Both large enterprises and SMBs face the challenges of deploying and operating BigData analytics applications. These challenges tend to be common regardless of the type of enterprise. They include the establishment of a secure and cost-effective infrastructure, the build-up of a competent data science team, access to proper datasets, as well as experimentation and selection of proper machine learning and data mining models. While the challenges are common, SMBs have typically harder times to confront them, as they usually lack the in-house knowledge and the equity capital needed to cope with them. Fortunately, the Big Data ecosystem offers some smart solutions for SMBs that wish to adopt and fully leverage Big Data analytics in their business operations.
Building the Big Data Analytics Team
Establishing a competent Big Data analytics team is a very important challenge, given the talent gap on Big Data technologies and the need to involve business experts that are usually busy with their primary business tasks. Large companies are in most cases able to hire competent full time data scientists, as they can pay for the required human resources costs. On the other hand, SMBs might have to resort to alternative less costly solutions, such as:
- Hiring in-house consultants based on short term contracts. Such consultants can work closely with the employees of the SMBs for a specified time period. In this period, consultants get the work done, while at the same time helping SMBs to accumulate in-house experience in a cost-effective way.
- Big Data Outsourcing the BigData analytics tasks to some off-shore experts. This may not be a good idea for building in-house expertise, but it is usually a very cost-effective option. Moreover, there are nowadays many companies offering high quality Big Data analytics services, which provides a wide range of alternatives that can match many different requirements.
In both cases, SMBs will also have to involve some business experts in the team. This is a costly process as it reduces the time allocated by the expert in other business critical tasks. Nevertheless, there is no easy remedy to this, as a data science team without a business expert can hardly produce any useful result.
Addressing the Infrastructure Challenges
Big Data analytics require a scalable IT infrastructure that comprises proper tools. Large enterprises are in several cases building this infrastructure on premise as part of their data centers. That’s not however always possible for SMBs, which typically operate smaller scale data centers and in some cases do not have on premise IT services at all. That’s the reason why SMBs are considering hosting their data in some cloud infrastructure. That’s a very good option, as cloud providers offer a variety of high quality infrastructure services, including elastic provisioning of resources, access to storage as needed, as well as backup and recovery services. Furthermore, SMBs can nowadays benefit from cloud-based machine learning libraries, which form the core of the so called Machine Learning as a Service (MLaaS) services. MLaaS services ease experimentation with different machine learning and deep learning libraries, while obviating the need for SMBs to deploy data mining tools. Hence, they allow SMBs to use machine learning tools without paying costs for installing, deploying and upgrading machine learning libraries and toolkits.

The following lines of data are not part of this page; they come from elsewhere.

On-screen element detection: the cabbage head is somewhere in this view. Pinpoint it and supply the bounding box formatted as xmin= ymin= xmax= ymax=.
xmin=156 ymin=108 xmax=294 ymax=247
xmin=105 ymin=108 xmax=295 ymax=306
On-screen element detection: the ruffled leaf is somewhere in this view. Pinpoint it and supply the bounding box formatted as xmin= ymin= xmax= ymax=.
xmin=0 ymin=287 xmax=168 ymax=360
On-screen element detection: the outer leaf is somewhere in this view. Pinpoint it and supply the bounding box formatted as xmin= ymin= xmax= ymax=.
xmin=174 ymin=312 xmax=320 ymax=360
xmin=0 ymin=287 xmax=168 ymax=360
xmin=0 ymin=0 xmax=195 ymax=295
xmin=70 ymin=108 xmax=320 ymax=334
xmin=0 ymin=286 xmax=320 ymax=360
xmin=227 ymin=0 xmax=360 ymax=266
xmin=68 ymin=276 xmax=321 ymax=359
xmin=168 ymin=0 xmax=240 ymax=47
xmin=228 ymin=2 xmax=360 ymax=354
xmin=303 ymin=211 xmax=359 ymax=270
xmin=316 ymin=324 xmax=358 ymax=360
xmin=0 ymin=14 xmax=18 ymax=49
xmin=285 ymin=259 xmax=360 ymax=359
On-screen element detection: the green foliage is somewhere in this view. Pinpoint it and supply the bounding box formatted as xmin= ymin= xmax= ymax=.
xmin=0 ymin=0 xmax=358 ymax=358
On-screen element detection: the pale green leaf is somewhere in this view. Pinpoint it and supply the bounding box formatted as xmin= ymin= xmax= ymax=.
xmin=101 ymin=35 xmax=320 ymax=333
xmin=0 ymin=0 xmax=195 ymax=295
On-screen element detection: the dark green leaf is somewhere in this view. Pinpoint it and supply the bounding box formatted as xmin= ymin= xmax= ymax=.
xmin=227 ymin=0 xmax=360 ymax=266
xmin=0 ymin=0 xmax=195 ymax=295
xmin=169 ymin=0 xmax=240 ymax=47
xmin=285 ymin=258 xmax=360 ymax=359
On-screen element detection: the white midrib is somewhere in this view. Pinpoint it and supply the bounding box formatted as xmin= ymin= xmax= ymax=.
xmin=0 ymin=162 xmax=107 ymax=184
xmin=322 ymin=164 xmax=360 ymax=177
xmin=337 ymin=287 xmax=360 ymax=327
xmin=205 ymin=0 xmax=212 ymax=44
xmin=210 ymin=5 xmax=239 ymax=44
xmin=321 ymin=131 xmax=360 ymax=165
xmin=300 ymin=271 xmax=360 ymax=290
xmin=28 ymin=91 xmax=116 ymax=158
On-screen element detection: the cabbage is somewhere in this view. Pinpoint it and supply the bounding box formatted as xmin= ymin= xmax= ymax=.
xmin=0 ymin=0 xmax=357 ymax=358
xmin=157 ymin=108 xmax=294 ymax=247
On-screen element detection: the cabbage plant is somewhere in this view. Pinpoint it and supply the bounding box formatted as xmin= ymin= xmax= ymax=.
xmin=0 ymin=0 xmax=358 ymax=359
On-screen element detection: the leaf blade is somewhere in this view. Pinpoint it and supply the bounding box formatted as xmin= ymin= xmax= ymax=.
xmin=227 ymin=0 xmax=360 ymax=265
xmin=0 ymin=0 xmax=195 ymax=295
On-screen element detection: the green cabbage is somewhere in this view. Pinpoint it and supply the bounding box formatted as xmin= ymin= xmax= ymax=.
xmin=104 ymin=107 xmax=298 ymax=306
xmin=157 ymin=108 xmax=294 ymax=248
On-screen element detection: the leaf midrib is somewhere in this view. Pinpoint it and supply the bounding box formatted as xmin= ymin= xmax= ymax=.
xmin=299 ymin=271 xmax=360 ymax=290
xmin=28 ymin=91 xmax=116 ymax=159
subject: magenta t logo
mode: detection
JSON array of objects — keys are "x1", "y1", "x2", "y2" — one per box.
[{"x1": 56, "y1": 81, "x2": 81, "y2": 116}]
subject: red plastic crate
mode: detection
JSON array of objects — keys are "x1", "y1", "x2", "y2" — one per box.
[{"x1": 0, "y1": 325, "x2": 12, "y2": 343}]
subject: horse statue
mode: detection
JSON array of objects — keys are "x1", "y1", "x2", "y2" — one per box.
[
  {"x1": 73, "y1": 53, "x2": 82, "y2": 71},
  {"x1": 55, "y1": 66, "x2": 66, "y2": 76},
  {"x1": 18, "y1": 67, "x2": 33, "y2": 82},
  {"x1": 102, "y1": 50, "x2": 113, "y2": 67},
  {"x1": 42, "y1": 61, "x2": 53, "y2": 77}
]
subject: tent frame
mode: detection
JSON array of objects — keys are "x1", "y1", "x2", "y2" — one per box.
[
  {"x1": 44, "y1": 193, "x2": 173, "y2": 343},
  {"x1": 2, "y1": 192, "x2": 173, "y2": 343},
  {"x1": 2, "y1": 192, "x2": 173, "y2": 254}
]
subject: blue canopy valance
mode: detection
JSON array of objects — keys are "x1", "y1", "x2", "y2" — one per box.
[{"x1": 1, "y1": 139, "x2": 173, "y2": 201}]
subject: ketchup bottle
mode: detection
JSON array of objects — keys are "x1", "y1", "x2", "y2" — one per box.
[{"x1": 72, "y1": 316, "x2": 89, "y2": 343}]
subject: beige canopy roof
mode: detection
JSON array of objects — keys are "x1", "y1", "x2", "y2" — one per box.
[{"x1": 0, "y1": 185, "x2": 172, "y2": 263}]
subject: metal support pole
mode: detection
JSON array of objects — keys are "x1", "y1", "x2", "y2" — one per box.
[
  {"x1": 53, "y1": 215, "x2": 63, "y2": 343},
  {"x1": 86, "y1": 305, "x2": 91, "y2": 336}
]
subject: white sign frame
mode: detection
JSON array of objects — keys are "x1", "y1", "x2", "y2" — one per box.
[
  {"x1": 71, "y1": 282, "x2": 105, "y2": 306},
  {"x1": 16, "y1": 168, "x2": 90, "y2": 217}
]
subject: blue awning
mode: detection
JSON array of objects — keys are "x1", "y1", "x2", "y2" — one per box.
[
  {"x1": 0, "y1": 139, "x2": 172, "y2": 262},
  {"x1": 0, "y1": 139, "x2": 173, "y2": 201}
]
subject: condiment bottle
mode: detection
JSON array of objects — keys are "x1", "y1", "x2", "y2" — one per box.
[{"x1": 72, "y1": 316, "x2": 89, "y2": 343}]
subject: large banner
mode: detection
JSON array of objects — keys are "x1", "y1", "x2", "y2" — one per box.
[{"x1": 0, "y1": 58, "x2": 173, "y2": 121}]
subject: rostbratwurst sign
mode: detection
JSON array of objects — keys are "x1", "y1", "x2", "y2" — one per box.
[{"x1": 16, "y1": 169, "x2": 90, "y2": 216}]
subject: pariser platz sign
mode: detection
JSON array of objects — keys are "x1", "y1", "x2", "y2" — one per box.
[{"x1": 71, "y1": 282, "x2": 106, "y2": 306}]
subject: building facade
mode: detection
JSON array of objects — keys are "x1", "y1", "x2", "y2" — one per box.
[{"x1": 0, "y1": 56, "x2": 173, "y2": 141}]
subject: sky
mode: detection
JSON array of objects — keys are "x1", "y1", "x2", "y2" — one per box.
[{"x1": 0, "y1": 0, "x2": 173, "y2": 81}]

Overall, cloud based services for Big Data analytics extend the known benefits of cloud computing to Machine Learning applications. These benefits include flexibility as cloud services are provided based on a pay as you go paradigm, which alleviates the need for significant capital investments on IT infrastructure and ML tools. In the long run, SMBs can leverage this payment modality in order to invest in Big Data analytics infrastructure as they grow, rather than paying upfront.
Data Sets Availability
Big Data analytics is all about processing large volumes of data from a variety of heterogeneous sources, which feature velocity and veracity as well. Big organizations tend to produce more data, which they can use for training algorithms and experimentation. On the other hand, SMBs may not be able to collect very large amounts of training data in order to kick-start their Big Data Analytics developments. To their rescue, they can take advantage of open datasets, which they can access freely and use for testing models and gaining experience.
Finding the Right Model
One of the main challenges of BigData analytics involves finding the right machine learning or deep learning models. This entails experimentation with different models on real datasets. In order to do such experimentation SMBs had better adopt standards-based iterative methodologies for evaluating and comparing alternative models. Two of the most popular iterative methodologies that are fit for this purpose are the Cross Industry Standard Process for Data Mining (CRISP-DM) and the Knowledge Discovery in Databases (KDD). Both of them entail the steps of defining a business question, preparing the available datasets and evaluating alternative ML/DL models in an iterative way. Therefore, SMBs should acquaint themselves with these methodologies and their use for discovering the best model for the problem at hand.
SMBs cannot afford to ignore Big Data analytics, as sooner or later most of their business operations will be data driven. In particular, Big Data analytics will be applied in all functions of a company such as marketing, finance and human resources. Thus, SMBs had better plan their Big Data analytics investments, even when operating on a budget. In this direction, the above-listed guidelines can help them take smart and cost-effective decisions.